A new survey finds that 73% of new surveys are a complete waste of time.

And I’m only 50% kidding about that.

The latest example of “news you can’t use (that isn’t really much news to anyone)” comes courtesy of Poll Position, which bills itself as “a unique non-partisan news, polling, and social media company founded and lead by two award-winning CNN news and polling veterans. The company’s goals are to engage, enlighten, and entertain millions of people with exclusive news-making, buzz-generating public opinion polls.”

So what’s their big revelation? Here it is:

A vast majority of Americans watch TV for entertainment and news, according to a new poll by Poll Position.

In a national scientific telephone survey Poll Position asked, “What is your main reason for watching television?”
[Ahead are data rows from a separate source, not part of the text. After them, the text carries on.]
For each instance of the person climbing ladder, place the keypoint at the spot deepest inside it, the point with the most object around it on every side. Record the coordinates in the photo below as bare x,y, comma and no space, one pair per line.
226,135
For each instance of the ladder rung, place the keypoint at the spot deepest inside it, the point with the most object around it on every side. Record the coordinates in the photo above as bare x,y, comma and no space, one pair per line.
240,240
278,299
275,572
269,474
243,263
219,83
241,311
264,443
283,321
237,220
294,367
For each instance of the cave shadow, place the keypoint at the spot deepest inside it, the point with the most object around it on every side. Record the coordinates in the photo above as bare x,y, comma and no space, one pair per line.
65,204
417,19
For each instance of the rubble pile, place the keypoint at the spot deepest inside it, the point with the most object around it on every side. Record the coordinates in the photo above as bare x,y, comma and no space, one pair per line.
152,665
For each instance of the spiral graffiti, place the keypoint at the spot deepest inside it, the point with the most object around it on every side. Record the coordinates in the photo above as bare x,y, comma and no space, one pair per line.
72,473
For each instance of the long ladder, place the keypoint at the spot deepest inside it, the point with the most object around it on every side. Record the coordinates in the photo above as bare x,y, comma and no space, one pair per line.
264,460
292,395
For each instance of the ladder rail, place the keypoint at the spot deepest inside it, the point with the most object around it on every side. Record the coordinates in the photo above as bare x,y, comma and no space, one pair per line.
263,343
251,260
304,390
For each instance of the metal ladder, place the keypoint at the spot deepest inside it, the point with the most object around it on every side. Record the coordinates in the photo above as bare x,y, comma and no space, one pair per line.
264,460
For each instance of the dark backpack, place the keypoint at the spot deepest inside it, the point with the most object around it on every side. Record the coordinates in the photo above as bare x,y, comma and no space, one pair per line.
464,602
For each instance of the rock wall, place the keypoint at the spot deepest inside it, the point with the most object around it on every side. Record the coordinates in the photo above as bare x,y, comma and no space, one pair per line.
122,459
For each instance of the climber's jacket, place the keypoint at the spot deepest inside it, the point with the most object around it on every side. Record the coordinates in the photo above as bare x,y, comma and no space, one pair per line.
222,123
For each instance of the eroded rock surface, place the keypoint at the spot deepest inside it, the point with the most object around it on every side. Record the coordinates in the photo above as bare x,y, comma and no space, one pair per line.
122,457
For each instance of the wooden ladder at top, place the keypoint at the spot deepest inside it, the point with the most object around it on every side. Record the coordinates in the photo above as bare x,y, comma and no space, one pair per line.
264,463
Entertainment is the number one reason with 39%, news is second reason with 34% and sports are the third most reason to watch TV with 12%. After that there was a drop off. Other reasons to watch TV is the fourth reason at 9% and weather is the fifth reason at 3%. Three percent offered no opinion to the question and 2% said they don’t watch television.
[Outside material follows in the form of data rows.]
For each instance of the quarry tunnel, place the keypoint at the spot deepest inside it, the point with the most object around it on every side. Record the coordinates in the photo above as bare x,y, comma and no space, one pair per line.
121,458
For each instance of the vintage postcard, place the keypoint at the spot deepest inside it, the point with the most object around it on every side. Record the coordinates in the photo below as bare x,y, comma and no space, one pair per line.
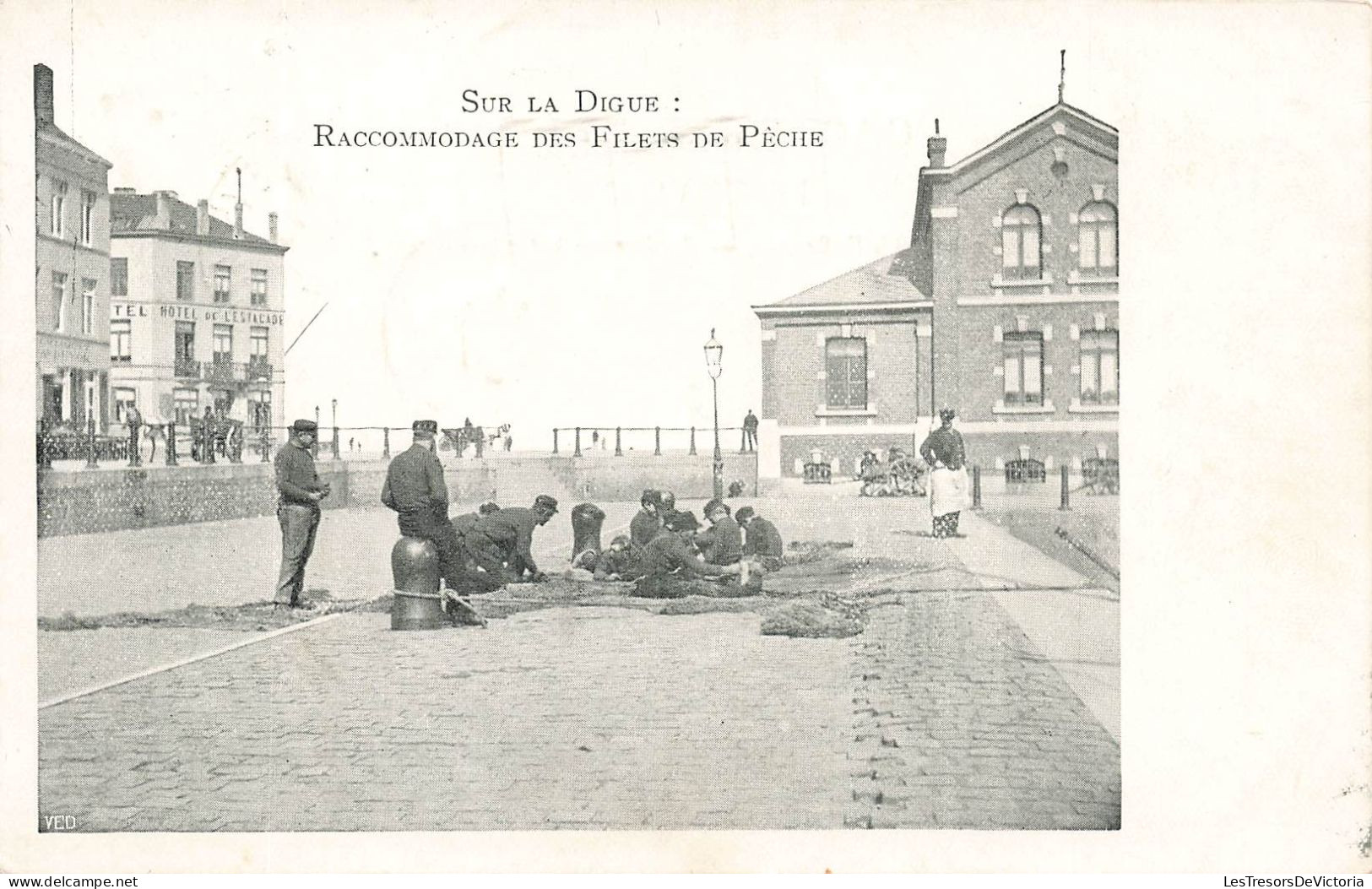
469,426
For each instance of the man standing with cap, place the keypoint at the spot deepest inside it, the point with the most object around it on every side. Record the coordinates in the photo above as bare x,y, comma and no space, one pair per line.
507,537
944,450
298,509
416,490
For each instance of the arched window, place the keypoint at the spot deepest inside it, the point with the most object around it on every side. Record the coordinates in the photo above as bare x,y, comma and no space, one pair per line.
1020,243
1098,247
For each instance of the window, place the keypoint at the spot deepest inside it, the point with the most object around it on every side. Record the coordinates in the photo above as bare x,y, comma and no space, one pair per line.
87,306
1099,366
223,344
121,340
87,217
1020,243
259,409
184,349
187,405
118,276
221,283
1097,239
258,287
59,301
59,209
845,372
1022,353
186,280
124,398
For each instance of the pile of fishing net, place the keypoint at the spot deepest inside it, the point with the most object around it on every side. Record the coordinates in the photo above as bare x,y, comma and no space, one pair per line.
823,618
That’s it??? That was worth conducting a poll and sending out a press release to announce the results? Does this really represent a shocker to anyone? Hell, “Eyewitness News” has been selling itself as “News, entertainment and sports” for 35 years.

Not to pick on Poll Position (well, maybe a little), because these kind of announcements flood journalists’ inboxes daily. Call them “Things that make you go ‘Duh,'” like a release saying that PBS’ “Downton Abbey” has generated a lot of social media searches.

Um, dude, it was the most-watched program on PBS since 2009. If there weren’t a lot of social-media searches, I’d be surprised.

Look, I get that some outlets will jump on this, or just about anything — especially some of our less-schooled brethren in broadcast TV and radio. Even so, sending out releases strictly to justify your existence can have a certain “Boy who cried wolf” quality, at least for those of us who bother paying attention to such things.

In fact, I’d say I’m probably 55% more likely to ignore the next press release I see from Poll Position. You know, with a plus-or-minus 5% margin of error.